Otra de las obras centrales de la muestra es Teleféricos, esculturas con parlantes que se deslizan verticalmente sobre rieles y son un homenaje al compositor norteamericano y artista sonoro Alvin Lucier y a su obra Sitting in the Room: la grabación de un poema y su reproducción en la que desaparece la fuente sonora y quedan solo sus resonancias espaciales, algo que Sorrentino considera “un proceso mágico del espacio”.
El siguiente núcleo de la muestra es la sala que ocupan las Mancuspias, un ensamble de esculturas sonoras que toman su nombre de las criaturas imaginarias de cuatro patas que aparecen en el cuento Cefalea, de Julio Cortázar. Las mancuspias de Sorrentino son esculturas sonoras, híbridas como los fabulosos animales cortazarianos: no son del todo muebles, no son del todo instrumentos musicales, no son del todo esculturas, y son todo eso al mismo tiempo. Todas las obras de esta serie tienen en común que contienen una pieza de herrería, una cincha, una plomada, una prensa... Sorrentino las hizo en pandemia, encerrado en su taller, con materiales que iba encontrando en la calle o que le regalaron sus amigos. “Esta -explica- está hecha con pedazos de un piano que me regaló un amigo. Las maderas reviven el recuerdo de sus anteriores usos... En esta, que fue hecha con la madera de un árbol, se escucha el canto de pájaros. En esta otra, hecha con un tronco que estuvo mucho tiempo sumergido, se escuchan sonidos del Río de la Plata. Cada escultura revive sonoramente el recuerdo de la madera”.
En la siguiente sala se exhibe Quebrachos. El residuo de la trama, una instalación en la que unos mecanismos arrastran verticalmente sobre la pared dos troncos quemados de quebracho que van dejando su huella irregular y azarosa en el blanco de la pared, como una carbonilla. El artista exhibe en otra pared de la misma sala dos de los dibujos resultantes de ese mecanismo, dispuestos en forma horizontal, que pueden ser leídos como vagos paisajes pampeanos, como grafías abstractas o como partituras musicales.

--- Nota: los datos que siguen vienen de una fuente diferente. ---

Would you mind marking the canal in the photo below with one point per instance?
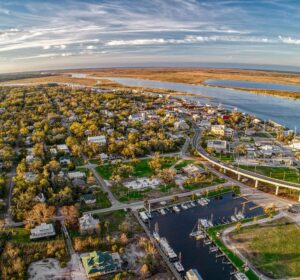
(176, 228)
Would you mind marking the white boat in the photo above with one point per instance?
(156, 235)
(178, 266)
(183, 206)
(197, 231)
(233, 218)
(204, 223)
(176, 209)
(162, 211)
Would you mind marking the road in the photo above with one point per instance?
(239, 171)
(229, 244)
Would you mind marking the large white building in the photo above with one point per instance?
(101, 139)
(221, 130)
(42, 230)
(87, 224)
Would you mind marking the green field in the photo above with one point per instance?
(281, 173)
(141, 169)
(273, 247)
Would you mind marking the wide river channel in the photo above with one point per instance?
(281, 110)
(176, 228)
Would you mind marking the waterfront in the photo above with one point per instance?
(251, 85)
(282, 110)
(177, 228)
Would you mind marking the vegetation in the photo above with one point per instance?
(277, 258)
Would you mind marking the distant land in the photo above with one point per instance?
(188, 75)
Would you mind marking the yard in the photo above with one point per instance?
(281, 173)
(141, 168)
(273, 247)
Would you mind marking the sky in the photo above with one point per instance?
(57, 34)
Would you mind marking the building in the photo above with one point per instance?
(217, 145)
(99, 263)
(193, 274)
(63, 148)
(42, 230)
(192, 170)
(88, 199)
(181, 124)
(76, 175)
(221, 130)
(87, 224)
(101, 139)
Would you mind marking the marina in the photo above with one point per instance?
(184, 232)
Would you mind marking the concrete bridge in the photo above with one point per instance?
(241, 172)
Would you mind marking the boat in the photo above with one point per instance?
(148, 214)
(167, 249)
(233, 218)
(144, 217)
(213, 249)
(183, 206)
(178, 266)
(176, 209)
(156, 235)
(162, 211)
(197, 231)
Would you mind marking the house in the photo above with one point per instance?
(88, 199)
(221, 130)
(64, 160)
(42, 230)
(217, 145)
(181, 124)
(87, 224)
(100, 139)
(63, 148)
(76, 175)
(192, 170)
(99, 263)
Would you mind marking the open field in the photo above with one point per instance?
(281, 173)
(199, 75)
(141, 169)
(273, 247)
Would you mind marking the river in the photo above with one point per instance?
(177, 227)
(281, 110)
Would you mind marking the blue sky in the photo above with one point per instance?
(52, 34)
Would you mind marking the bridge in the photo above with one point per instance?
(241, 172)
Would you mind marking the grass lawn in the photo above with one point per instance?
(141, 169)
(281, 173)
(272, 247)
(224, 157)
(124, 194)
(214, 181)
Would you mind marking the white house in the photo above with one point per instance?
(87, 224)
(221, 130)
(218, 145)
(42, 230)
(101, 139)
(76, 175)
(63, 148)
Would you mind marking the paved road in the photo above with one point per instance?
(236, 170)
(229, 244)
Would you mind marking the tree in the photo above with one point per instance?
(70, 214)
(144, 270)
(40, 213)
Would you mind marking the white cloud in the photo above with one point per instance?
(289, 40)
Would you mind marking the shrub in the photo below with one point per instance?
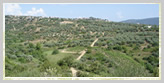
(55, 52)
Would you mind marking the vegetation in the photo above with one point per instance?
(38, 47)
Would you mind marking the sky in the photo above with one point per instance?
(112, 12)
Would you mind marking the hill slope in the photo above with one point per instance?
(50, 47)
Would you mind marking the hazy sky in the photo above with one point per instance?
(113, 12)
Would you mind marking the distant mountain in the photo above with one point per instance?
(149, 21)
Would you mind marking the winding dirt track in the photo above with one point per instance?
(94, 42)
(64, 51)
(82, 53)
(74, 71)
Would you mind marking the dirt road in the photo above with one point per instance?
(64, 51)
(82, 53)
(74, 71)
(94, 42)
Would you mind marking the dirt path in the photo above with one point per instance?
(64, 51)
(82, 53)
(94, 42)
(74, 71)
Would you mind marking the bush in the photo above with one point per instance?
(55, 52)
(89, 51)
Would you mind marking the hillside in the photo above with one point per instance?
(148, 21)
(88, 47)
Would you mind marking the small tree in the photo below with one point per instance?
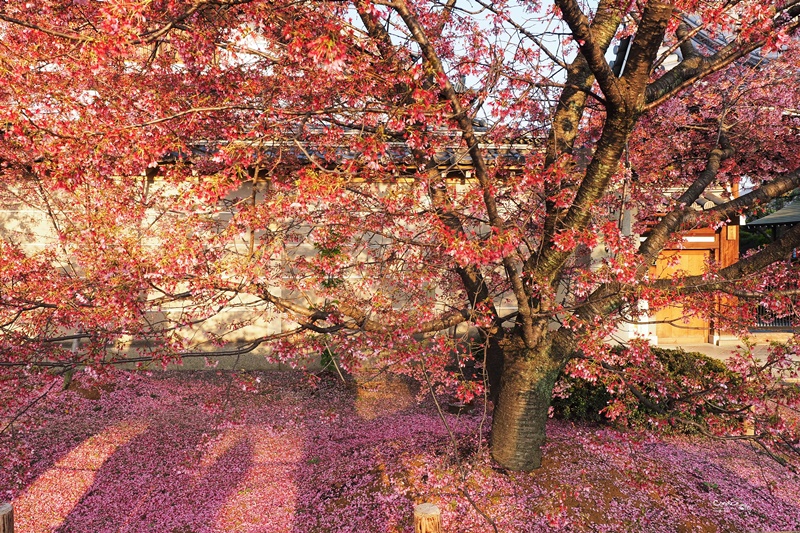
(297, 161)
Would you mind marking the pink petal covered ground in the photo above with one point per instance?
(273, 452)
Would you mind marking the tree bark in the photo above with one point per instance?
(520, 416)
(6, 518)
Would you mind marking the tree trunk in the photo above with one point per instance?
(6, 518)
(520, 415)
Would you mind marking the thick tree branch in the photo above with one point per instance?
(592, 51)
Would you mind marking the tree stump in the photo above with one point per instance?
(427, 519)
(6, 518)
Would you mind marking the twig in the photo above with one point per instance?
(454, 443)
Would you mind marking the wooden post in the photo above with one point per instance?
(427, 519)
(6, 518)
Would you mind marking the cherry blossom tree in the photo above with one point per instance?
(376, 174)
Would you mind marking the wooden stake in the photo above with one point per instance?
(427, 519)
(6, 518)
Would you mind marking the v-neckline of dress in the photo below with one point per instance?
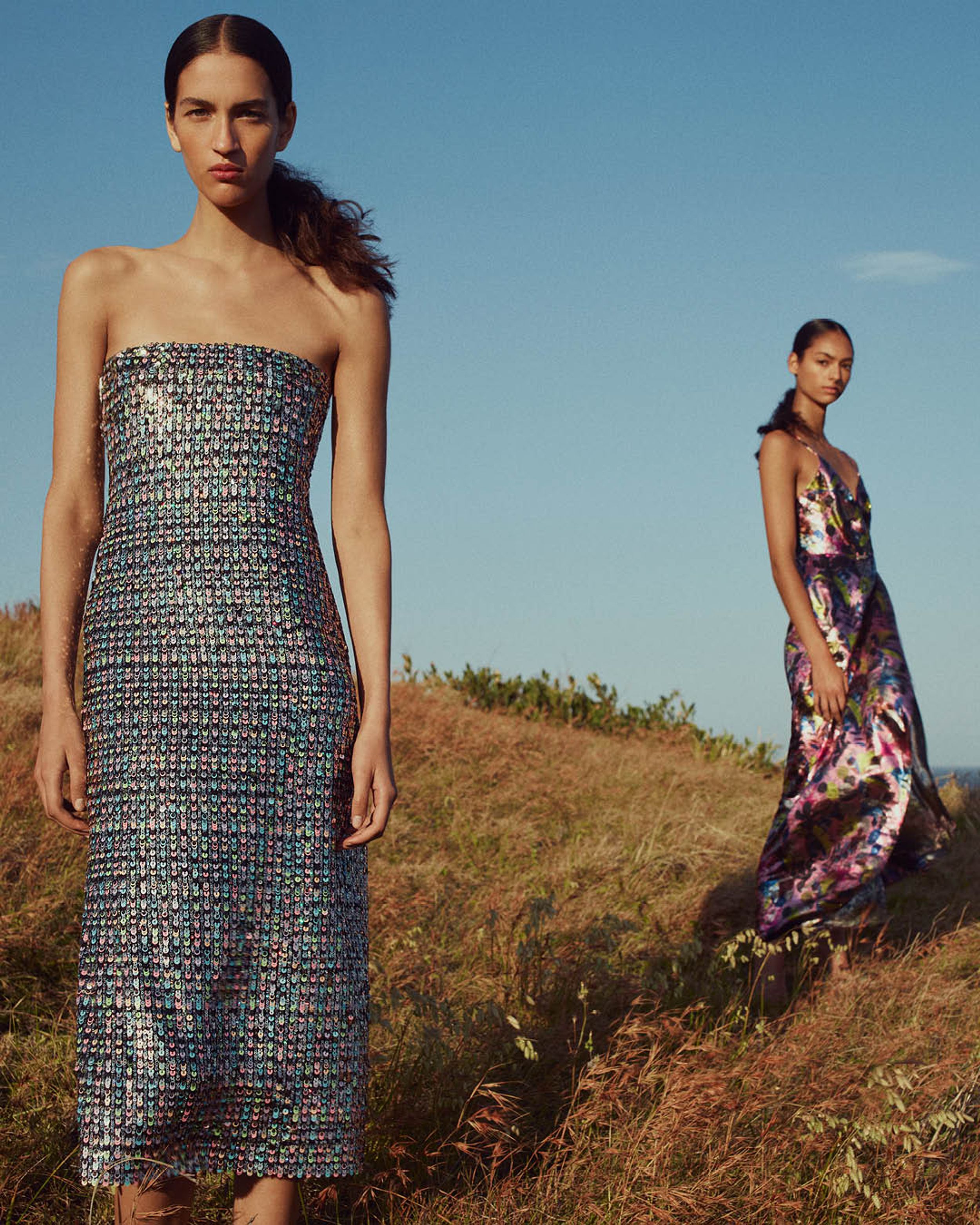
(852, 493)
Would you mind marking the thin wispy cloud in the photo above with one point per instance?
(906, 267)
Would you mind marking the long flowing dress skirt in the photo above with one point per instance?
(859, 806)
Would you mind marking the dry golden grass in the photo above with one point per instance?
(560, 1031)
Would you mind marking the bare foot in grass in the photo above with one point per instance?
(832, 955)
(768, 984)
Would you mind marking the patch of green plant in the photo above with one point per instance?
(595, 706)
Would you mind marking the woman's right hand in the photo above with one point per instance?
(60, 748)
(830, 688)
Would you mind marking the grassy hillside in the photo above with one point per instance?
(559, 987)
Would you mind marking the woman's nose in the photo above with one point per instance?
(225, 136)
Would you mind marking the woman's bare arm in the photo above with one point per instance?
(363, 548)
(778, 465)
(71, 530)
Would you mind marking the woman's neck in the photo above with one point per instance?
(231, 237)
(810, 414)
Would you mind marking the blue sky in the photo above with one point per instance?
(609, 223)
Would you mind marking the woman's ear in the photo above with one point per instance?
(171, 133)
(287, 124)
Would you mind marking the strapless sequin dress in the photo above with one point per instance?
(223, 966)
(859, 805)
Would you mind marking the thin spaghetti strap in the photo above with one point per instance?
(798, 439)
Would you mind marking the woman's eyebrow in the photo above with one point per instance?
(204, 102)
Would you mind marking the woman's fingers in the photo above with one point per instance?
(383, 793)
(78, 781)
(56, 805)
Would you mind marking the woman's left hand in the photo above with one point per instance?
(374, 786)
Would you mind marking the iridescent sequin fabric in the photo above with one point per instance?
(859, 805)
(223, 967)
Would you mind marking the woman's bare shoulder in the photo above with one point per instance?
(780, 448)
(352, 304)
(103, 267)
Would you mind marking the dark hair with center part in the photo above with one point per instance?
(784, 417)
(312, 227)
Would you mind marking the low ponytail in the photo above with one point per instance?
(784, 417)
(315, 228)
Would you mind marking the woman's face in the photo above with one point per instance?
(227, 127)
(824, 370)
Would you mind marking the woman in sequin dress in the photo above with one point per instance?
(227, 768)
(859, 805)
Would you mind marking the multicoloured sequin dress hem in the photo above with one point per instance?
(859, 805)
(223, 964)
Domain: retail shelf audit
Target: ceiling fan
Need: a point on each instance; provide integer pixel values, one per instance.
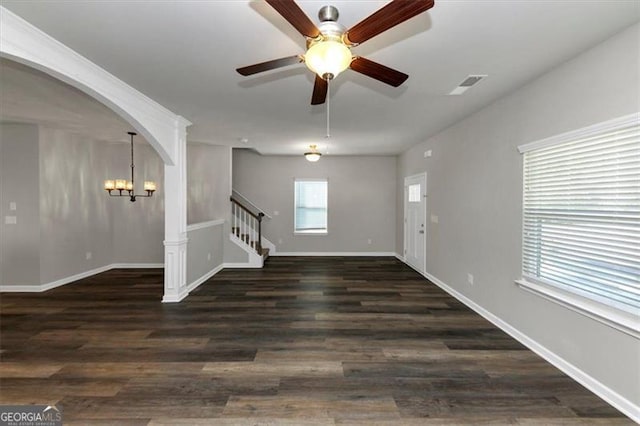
(329, 44)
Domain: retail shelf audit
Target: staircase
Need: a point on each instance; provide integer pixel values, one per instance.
(246, 228)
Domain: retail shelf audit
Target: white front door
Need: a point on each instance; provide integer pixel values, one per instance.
(415, 215)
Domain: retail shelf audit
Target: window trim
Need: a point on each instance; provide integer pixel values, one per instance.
(611, 316)
(316, 232)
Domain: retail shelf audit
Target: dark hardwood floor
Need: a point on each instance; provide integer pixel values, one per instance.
(303, 341)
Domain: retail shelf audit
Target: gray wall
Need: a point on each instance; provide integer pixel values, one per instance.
(209, 188)
(475, 189)
(205, 251)
(19, 183)
(137, 228)
(64, 216)
(361, 199)
(74, 217)
(208, 182)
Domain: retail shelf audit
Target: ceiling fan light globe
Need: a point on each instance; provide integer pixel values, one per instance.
(312, 156)
(328, 57)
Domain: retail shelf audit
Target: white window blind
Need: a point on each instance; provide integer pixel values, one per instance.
(581, 224)
(311, 206)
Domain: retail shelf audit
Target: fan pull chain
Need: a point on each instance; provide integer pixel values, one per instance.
(328, 108)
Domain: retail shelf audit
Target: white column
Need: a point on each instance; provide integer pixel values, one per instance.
(175, 220)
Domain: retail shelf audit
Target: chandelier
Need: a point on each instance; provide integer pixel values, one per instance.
(126, 188)
(313, 155)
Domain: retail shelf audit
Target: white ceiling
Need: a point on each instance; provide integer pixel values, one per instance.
(183, 54)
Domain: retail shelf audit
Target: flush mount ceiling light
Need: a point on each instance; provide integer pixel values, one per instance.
(120, 185)
(329, 44)
(312, 155)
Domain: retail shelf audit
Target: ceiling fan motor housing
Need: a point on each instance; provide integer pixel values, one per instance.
(328, 13)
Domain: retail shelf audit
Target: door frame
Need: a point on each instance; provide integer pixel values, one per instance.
(423, 182)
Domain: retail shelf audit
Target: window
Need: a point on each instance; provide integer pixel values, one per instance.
(581, 213)
(311, 206)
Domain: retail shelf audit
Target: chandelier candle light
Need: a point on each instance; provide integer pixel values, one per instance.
(120, 185)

La última obra de la muestra de Sorrentino, tan sencilla como poética, es uno de sus cuadros sonoros. Una tela blanca sobre un bastidor cuadrado en cuyo centro hay un pequeño parlante negro y redondo en el que se puede escuchar la descripción grabada del cuadro ausente hecha por un espectador. En esa serie, Sorrentino pide a un espectador que describa una pintura que pone frente a sus ojos, graba sus palabras y, así, recrea sonoramente la pintura que finalmente, uno “ve” a través de ese relato.